In December, the European Union created a blacklist of 17 secrecy jurisdictions, but delisted nearly half just weeks afterward, such as Panama and Macao. As well, several EU members are among the top 20 regions using secrecy as a selling point: Germany, Luxembourg, Malta and the Netherlands.
The United Kingdom, through its crown dependencies, also had issues of its own, with Guernsey round out the top 10 and Jersey ranked at 18.
TJN’s 2018 financial secrecy index rankings (2015 placing):
- Switzerland (1)
- United States (3)
- Cayman Islands (5)
- Hong Kong (2)
- Singapore (5)
- Luxembourg (6)
- Germany (8)
- Taiwan (unranked)
- UAE (10)
- Guernsey (17)
A look at the methodology
The group defines secrecy jurisdictions as those that set up laws and systems “which provide legal and financial secrecy to others, elsewhere.” The index states that there is “no clear dividing line between ‘secrecy jurisdictions’ or tax havens and others as they exist on a wide spectrum.”
The index measures two things, one qualitative and one quantitative.
The qualitative measure looks at a jurisdiction’s laws and regulations, international treaties, and so on, to assess how secretive it is. It gets assigned a secrecy score: the higher the score, the more secretive the jurisdiction.
Some countries have secrecy scores as high as 80, meaning very secretive, including two in the top 20, Thailand at 80 and the UAE at 84.
The second, quantitative, measurement attaches a weighting to take account of the jurisdiction’s size and overall importance the global market for offshore financial services.
For example, the U.S. stands at a whopping global scale weight of 22 percent of global financial services exports. The closest second is the United Kingdom at 17 percent.
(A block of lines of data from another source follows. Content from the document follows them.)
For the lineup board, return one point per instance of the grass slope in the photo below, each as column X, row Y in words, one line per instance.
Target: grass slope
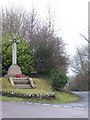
column 42, row 86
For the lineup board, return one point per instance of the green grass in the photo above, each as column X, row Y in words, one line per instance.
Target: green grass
column 42, row 86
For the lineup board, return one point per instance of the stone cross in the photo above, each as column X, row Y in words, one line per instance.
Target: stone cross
column 14, row 52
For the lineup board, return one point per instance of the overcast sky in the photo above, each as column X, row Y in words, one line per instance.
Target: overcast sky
column 71, row 18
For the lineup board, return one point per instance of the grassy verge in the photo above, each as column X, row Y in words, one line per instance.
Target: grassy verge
column 42, row 86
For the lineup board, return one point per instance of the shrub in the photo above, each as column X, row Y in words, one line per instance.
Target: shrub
column 58, row 79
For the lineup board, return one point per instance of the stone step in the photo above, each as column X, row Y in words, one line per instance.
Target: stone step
column 23, row 86
column 21, row 81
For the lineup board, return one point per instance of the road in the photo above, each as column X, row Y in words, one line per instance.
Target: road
column 33, row 110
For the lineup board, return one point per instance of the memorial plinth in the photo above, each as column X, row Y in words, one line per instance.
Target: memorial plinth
column 14, row 70
column 15, row 75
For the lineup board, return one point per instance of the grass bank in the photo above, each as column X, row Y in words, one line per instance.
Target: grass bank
column 42, row 86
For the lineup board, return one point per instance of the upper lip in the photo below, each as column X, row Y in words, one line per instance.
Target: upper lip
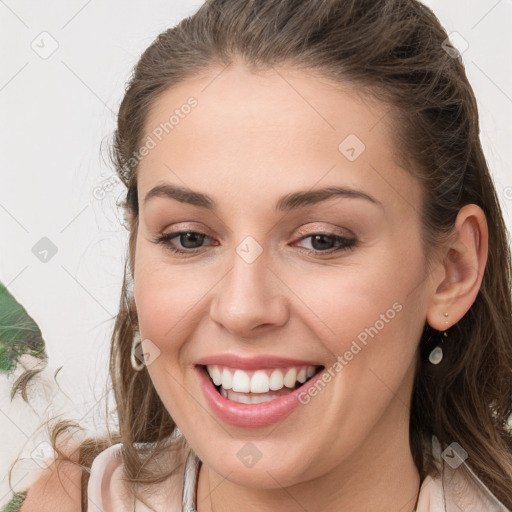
column 253, row 362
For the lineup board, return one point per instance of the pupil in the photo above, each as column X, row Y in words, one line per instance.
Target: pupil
column 190, row 237
column 317, row 238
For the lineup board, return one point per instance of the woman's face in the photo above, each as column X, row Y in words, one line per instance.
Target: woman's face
column 255, row 281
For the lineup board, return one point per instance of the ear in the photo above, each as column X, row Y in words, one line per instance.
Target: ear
column 462, row 269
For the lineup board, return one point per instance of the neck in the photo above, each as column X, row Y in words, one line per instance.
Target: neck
column 379, row 475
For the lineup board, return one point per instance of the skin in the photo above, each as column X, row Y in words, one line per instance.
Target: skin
column 251, row 139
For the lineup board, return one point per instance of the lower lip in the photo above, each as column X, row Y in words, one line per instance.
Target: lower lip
column 252, row 415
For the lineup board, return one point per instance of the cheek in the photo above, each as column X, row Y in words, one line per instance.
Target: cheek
column 168, row 298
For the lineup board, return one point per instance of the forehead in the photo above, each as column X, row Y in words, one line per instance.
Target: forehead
column 279, row 129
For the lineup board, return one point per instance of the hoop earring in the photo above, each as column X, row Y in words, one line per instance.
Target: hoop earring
column 436, row 356
column 134, row 360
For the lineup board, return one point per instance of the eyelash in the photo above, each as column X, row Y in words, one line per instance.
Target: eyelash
column 345, row 243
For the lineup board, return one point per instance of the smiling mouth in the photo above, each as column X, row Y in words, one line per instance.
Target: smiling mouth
column 268, row 388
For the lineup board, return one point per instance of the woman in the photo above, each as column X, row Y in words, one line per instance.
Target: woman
column 316, row 311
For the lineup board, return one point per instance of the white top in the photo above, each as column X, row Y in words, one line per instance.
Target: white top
column 455, row 490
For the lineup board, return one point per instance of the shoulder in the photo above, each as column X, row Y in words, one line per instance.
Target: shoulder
column 57, row 487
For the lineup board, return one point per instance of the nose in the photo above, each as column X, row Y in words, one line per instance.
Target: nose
column 250, row 299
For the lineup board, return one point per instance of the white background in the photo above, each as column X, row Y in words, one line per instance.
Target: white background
column 56, row 112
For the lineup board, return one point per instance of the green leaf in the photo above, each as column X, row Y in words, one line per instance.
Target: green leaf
column 19, row 334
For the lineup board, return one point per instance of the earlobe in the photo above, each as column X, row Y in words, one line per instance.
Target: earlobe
column 465, row 257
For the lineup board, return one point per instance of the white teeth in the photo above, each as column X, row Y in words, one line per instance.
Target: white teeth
column 227, row 379
column 290, row 378
column 216, row 376
column 276, row 380
column 259, row 381
column 241, row 382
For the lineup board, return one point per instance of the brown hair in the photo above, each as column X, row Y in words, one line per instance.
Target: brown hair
column 396, row 52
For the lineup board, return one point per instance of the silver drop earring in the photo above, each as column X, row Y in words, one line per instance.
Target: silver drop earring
column 436, row 356
column 136, row 349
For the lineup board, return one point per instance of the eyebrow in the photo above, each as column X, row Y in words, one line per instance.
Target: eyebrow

The list is compiled analyzing 20 secrecy indicators grouped around four broad dimensions of secrecy, which overlap to some extent: Ownership registration, legal entity transparency, integrity of tax and financial regulation and international standards and cooperation.
The newest version of the index was delayed about three months due to adding new indicators and a deeper analysis of existing indicators, including beneficial ownership in the legal and beneficial areas, Meinzer said.
The goal was to view also if countries reveal true ownership in real estate, which has become a global hot spot to move and legitimize illicit funds.
The U.S., for instance, has released and renewed several geographic target orders focusing on scorching property markets in this country, including Florida, New York and California.
New issue on the horizon: freeports
The index also included another area for money laundering and tax evasion: freeports. He noted that, for instance, Swiss freeports have become vast storehouses of wealth, where the rich and powerful put their expensive, art and other assets to keep them from being identified, taxed or give evidence of a larger income that what is stated, he said.
The report also identified persisting vulnerabilities, even as countries require disclosure of beneficial ownership details, particularly when limiting these at 25 percent thresholds as formation agents are simply creating anonymous owners below the legal limits, Meinzer said.
The index also should be required reading for bank compliance officers.
The index scores should be “hard wired into the risk assessment and analytics tools” of the bank’s AML systems, he said, noting the index could give a finer point to the intensity of risk for financial crime in certain jurisdictions, particular those with a 50 or higher secrecy score.
And when a country is high on the list, with a weighty secrecy score, a bank can better “arrive at an overall sense” of the risk of the country and individuals and businesses from the region, Meinzer said.